There’s no question that some investors will inevitably panic and lose significant amounts of money. On the other hand, there are also investors that will take this opportunity to succeed in growing their money to significant proportions. The question is: How do you position yourself to grow your money in the midst of a recession?
First: Understand that the stock market is a constant test. It may test your emotions. Know this. Accept this.
In the fifth grade, I failed my first test. It was on European explorers. I distinctly remember this because I was a straight “A” student and Mrs. Korbotlz’s fifth grade European explorers test marked the first time I ever failed a test.

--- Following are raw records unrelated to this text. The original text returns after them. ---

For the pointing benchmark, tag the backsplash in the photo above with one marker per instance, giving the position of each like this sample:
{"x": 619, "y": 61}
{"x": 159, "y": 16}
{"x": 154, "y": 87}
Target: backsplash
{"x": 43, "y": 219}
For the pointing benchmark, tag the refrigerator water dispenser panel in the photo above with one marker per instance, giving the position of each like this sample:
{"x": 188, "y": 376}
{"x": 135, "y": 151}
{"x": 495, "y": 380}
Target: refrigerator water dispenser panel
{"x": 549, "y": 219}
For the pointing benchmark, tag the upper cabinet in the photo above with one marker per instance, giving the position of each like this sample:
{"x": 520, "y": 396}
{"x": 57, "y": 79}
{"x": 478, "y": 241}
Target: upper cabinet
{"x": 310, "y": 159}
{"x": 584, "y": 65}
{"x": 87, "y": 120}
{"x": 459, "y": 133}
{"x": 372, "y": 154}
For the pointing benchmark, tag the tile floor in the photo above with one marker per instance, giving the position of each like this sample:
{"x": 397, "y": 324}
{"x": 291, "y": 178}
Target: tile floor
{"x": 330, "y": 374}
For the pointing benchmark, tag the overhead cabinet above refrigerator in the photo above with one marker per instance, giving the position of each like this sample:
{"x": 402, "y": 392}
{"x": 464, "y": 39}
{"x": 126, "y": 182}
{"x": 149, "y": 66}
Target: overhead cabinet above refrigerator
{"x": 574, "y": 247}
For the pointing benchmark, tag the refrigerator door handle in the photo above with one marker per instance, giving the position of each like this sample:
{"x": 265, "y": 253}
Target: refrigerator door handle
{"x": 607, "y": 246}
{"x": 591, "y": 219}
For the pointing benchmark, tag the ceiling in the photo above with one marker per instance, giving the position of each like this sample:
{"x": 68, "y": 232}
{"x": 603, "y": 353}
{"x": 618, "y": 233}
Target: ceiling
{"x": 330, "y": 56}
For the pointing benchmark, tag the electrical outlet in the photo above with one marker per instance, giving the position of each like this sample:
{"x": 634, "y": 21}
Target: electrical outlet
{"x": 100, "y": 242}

I had studied all week for the test. My mom quizzed me each night. I made flashcards.
On the day of the test, my teacher asked one single question: Who was the first European explorer to discover Florida? My mind went blank. I couldn’t remember the name. I made a random guess and was subsequently rewarded with a “F.” I cried.
But, guess what? That was over thirty years ago! In the long run, things turned out just fine.
That’s really how the stock market works. Sometimes it rises. You feel like you’re acing every exam and nothing can throw you off your game. Then, out of nowhere (and sometimes out of somewhere), the market crashes. Your “A” portfolio takes a deep dive into “F” territory and you want to freak the fudge out! You go on an emotional roller coaster.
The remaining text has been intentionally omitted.